While I nodded, nearly napping, suddenly there came a tapping,

As of someone gently rapping, rapping at my chamber door.

" 'Tis some visitor," I muttered, "tapping at my chicken coop door;

Only HENS, and nothing more."

Poe's first draft, 1844.

Ruth said...


Amy said...

I do like green eggs and ham!
I do like them Sam I am!

Best book EVER, right next to "The Lorax". So what are we supposed to do while we are waiting for our teenage chooks to suddenly start producing eggs. Have an egg watch party? I think they purposely torment us by making us wait a few extra days. Those evil chickens!

The poster showing all the different kinds of eggs is really intriguing. Wow! I never stopped to think about all the different types out there in the natural world!

I'm all for calling "eggs" "Oggs" if you do too. Chooks lay oggs, and that's the way it is!

Ruth said...

Amy, we had an LP of Dr. Seuss when I was a kid, and I can still hear Sam-I-Am and the other guy in their rhyming dialogue in my head.

How about we call each other on our red phones when we have an ogg?!

I think those eggs on the poster are gorgeous.

And hey! 'Chooks' has two oggs in it too! Oh! so does 'too'!

Loring Wirbel said...

Hey wait, Don, isn't that Hen thing more of that Victorian-era crap? Oh, that's right, Poe was always on laudunum and absinthe, so it doesn't count. Absinthe makes the heart grow fondle, after all. Ba da bing.

sandy said...

ahhhhh great post. Enjoyed everything you wrote and that excerpt was great! Had a good laugh today over that. Love the idea of the golf ball in the next....hilarious!!

That poster of eggs if visually inspiring I have to say. Inspiring and also made me want to go out and buy big gawdy rings and other jewelry.

this was fun....

Ruth said...

Loring - OUCH.

o o o

Auntie Sandy, let's see if the first egg appears next to the golf ball.

I love that poster too. Glad to spur you on toward jewelry! Something about those speckles . . .

Bob Johnson said...

World Egg Day, wow who knew?

Lol, love the post, and especially the banter in your comment section.

We crack eggs at Easter,and we name them,because we love our eggs, last year mine was called "TheTerminegger", get it, any hoo it lost the first round.

Ruth said...

The Terminegger lost???? Is it a competition between names or how the egg is cracked? I'm starting to get punchy here - you crack them? I need more details.

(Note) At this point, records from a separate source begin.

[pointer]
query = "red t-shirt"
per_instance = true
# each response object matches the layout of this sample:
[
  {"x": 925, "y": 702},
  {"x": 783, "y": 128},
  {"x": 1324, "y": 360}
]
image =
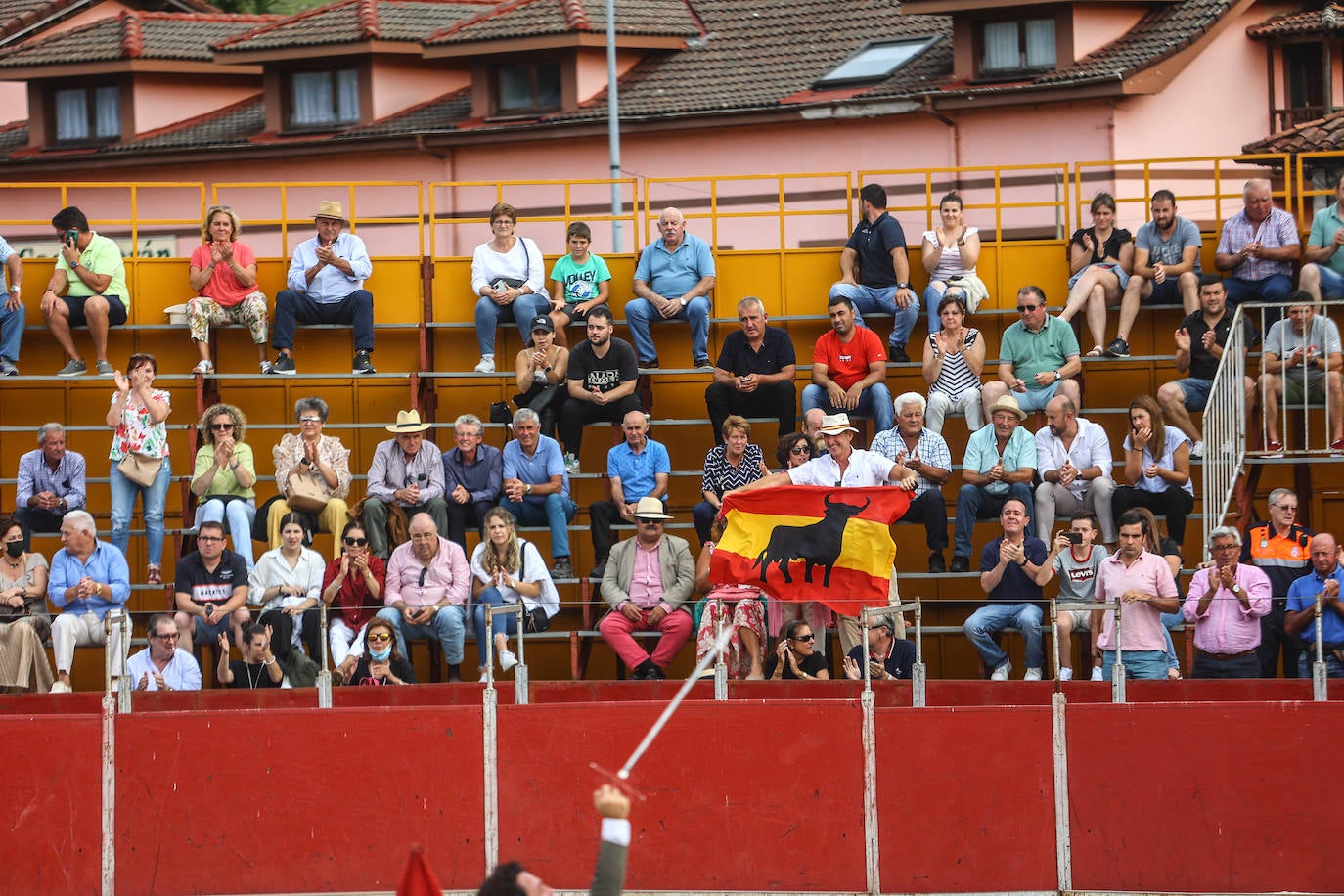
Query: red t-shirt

You must have had tough competitors.

Ginnie said...

Who ever would have thought, Ruth! So much information. And to think some of us have the chance to get our education at your expense! :) I love it. I will never be the same after this year's Farm Day!

Ruth said...

Oh Boots, that's good. What was it about this year's Farm Day that did that for you, do you think?